# In the xy plane above…

## Solution:

We are given a triangle in the coordinate plane, and we must determine whether angle QPR is a right angle. Remember that a right angle measures 90 degrees.

**Statement One Alone:**

Points P and Q have the same x-coordinate.

Statement one alone is not enough to determine whether angle QPR is a right angle. We can draw some diagrams to illustrate:

We see in the diagram above that points P and Q have the same x-coordinate; however, angle QPR **is not a right angle.**

We see in the diagram above that points P and Q have the same x-coordinate, and angle QPR **is a right angle**.

Statement one is insufficient to answer the question. We can eliminate answer choices A and D.

**Statement Two Alone:**

Points P and R have the same y-coordinate.

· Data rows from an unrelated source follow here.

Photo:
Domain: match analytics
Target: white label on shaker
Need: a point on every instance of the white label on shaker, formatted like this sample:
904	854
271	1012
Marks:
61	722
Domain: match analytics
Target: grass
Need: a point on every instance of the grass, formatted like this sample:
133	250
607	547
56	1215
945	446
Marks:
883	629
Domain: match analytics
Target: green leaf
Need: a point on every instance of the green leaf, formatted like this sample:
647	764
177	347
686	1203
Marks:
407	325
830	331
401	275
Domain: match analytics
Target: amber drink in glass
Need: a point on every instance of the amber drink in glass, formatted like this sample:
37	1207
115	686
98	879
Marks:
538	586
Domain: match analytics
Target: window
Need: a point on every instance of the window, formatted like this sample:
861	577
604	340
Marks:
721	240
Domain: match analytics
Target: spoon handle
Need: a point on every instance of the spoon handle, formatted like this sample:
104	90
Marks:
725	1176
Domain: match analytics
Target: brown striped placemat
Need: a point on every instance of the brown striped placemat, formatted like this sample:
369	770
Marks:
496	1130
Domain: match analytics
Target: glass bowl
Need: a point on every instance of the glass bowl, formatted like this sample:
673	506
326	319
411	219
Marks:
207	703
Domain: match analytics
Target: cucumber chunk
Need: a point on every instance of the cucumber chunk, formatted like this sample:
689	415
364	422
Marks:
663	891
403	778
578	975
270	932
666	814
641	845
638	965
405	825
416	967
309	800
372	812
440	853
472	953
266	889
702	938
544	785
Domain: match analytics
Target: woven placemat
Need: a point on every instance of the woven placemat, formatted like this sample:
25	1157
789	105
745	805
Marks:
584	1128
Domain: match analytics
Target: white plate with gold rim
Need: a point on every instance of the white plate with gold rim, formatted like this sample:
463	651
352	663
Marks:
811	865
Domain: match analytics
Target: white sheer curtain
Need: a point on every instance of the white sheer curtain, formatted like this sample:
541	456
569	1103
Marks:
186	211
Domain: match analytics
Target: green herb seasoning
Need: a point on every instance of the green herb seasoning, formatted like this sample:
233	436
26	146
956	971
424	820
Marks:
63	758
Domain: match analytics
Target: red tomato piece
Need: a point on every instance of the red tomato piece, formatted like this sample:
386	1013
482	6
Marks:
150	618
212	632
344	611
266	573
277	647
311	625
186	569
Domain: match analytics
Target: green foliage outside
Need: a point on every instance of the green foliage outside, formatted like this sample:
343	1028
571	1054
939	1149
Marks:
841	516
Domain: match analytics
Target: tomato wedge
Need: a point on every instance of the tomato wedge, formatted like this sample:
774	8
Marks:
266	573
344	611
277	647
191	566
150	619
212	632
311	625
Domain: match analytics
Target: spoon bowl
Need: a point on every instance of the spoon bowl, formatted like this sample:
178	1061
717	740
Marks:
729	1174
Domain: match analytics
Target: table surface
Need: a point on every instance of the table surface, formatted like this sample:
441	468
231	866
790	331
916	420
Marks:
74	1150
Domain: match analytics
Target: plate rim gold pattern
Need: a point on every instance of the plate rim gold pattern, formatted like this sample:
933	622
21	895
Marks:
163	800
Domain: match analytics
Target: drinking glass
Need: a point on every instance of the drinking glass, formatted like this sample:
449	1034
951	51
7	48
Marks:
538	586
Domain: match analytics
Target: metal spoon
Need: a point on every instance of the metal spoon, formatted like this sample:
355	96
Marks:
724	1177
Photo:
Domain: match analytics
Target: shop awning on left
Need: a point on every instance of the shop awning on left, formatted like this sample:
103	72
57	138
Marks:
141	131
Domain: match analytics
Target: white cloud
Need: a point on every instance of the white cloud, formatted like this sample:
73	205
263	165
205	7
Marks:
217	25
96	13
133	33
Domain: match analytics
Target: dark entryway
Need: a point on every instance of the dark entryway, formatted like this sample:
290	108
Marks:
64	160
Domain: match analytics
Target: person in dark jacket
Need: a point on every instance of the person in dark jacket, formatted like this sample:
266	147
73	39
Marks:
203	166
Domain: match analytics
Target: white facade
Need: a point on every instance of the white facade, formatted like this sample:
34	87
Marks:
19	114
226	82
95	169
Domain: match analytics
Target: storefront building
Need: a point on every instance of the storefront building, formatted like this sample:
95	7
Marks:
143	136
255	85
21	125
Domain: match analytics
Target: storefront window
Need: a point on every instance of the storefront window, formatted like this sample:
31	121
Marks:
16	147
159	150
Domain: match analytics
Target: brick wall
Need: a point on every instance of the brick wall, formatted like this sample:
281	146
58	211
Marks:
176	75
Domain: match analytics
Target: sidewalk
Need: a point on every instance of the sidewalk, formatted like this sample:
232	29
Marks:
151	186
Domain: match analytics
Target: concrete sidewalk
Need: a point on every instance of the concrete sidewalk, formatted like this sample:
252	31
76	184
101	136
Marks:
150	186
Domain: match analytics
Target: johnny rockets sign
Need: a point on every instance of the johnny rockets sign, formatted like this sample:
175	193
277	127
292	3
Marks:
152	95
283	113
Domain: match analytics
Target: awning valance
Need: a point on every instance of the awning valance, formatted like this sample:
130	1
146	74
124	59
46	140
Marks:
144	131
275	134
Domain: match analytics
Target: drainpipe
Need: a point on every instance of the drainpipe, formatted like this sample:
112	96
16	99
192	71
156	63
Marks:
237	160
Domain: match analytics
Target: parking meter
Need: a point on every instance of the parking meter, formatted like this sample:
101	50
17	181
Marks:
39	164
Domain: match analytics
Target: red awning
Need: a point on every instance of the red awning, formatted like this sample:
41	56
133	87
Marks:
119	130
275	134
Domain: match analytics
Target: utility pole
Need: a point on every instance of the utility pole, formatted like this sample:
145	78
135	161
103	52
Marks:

Again, let’s draw some diagrams to illustrate:

We see in the diagram above that points P and R have the same y-coordinate; however, angle QPR **is not a right angle.**

We see in the diagram above that points P and R have the same y-coordinate, and angle QPR **is a right angle**.

Statement two is insufficient to answer the question. We can eliminate answer choice B.

**Statements One and Two Together:**

From statements one and two together we know that points P and R have the same y-coordinate and points P and Q have the same x-coordinate. Thus, PR must be parallel to the x axis and QP must be parallel to the y axis and angle QPR **must be a right angle.**

**Answer: C**